When asked to evaluate their program’s effectiveness, Mitchell Je
ssen & Associates reported that the manner in which Zubaydah was tortured served “as a template for future interrogations of high-value captives.”
In November 2016 Mitchell’s book Enhanced Interrogation: Inside the Minds and Motives of the Islamic Terrorists Trying to Destroy America was released.
There have been numerous calls for investigation and prosecution of Mitchell and Jessen, including a 2014 editorial in the New York Times and a 2015 request by Human Rights Watch. In 2015 the American Civil Liberties Union filed a lawsuit against Mitchell and Jessen.
Mitchell is retired and lives in a wealthy suburb of Tampa, Florida.
Bruce Jessen is retired and lives in a $1.5 million house outside Spokane, Washington.

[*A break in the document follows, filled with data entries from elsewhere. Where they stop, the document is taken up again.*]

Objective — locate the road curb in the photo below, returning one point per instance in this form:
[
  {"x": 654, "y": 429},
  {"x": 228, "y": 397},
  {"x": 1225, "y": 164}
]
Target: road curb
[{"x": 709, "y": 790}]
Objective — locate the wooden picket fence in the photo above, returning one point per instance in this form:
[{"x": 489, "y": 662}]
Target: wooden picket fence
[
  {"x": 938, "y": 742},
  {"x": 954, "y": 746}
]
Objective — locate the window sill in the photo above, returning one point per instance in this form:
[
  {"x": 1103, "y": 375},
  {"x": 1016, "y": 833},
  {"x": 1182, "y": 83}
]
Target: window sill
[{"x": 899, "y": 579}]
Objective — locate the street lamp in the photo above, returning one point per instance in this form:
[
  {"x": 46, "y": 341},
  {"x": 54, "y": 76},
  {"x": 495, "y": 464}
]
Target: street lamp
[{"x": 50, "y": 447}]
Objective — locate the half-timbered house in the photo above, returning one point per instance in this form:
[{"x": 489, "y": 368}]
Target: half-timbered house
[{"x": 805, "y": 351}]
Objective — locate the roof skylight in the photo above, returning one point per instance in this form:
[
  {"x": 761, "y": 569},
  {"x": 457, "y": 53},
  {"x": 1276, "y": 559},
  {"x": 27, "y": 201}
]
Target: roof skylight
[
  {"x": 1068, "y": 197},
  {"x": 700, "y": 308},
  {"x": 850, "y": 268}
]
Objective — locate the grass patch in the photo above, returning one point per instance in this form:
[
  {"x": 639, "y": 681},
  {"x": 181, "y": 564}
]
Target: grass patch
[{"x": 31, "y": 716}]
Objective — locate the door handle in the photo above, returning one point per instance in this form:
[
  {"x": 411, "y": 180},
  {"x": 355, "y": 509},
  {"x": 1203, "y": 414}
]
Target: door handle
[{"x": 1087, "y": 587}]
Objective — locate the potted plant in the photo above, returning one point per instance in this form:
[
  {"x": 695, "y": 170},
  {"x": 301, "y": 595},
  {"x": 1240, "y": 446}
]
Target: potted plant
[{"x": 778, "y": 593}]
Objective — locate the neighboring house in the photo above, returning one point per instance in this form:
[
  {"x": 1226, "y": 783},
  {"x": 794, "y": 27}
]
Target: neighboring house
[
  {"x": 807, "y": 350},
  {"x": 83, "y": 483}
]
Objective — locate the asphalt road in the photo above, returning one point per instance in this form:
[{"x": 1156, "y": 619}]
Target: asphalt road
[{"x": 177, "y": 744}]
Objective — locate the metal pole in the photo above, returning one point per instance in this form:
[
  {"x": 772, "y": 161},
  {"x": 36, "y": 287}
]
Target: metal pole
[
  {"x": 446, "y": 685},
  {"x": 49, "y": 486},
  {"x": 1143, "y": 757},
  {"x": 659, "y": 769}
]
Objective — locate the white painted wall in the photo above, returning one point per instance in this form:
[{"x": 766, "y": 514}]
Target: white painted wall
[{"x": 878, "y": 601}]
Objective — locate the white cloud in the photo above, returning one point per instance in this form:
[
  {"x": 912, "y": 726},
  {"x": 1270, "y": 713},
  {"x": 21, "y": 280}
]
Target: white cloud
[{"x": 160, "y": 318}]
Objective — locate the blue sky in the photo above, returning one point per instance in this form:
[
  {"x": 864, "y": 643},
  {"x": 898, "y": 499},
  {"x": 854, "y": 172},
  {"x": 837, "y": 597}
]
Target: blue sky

AMERICAN PSYCHOLOGICAL ASSOCIATION
Largest professional organization for psychologists in the United States
The APA has repeatedly refused calls for its members involved in abusive interrogations to be held accountable. The APA’s role in promoting torture as an interrogation tactic was revealed in the fall of 2014 by New York Times reporter James Risen’s book Pay Any Price: Greed, Power and Endless War. Risen focused on the billions being spent by the military and intelligence agencies on APA-member contractors, as well as James Mitchell and Bruce Jessen’s role in justifying torture.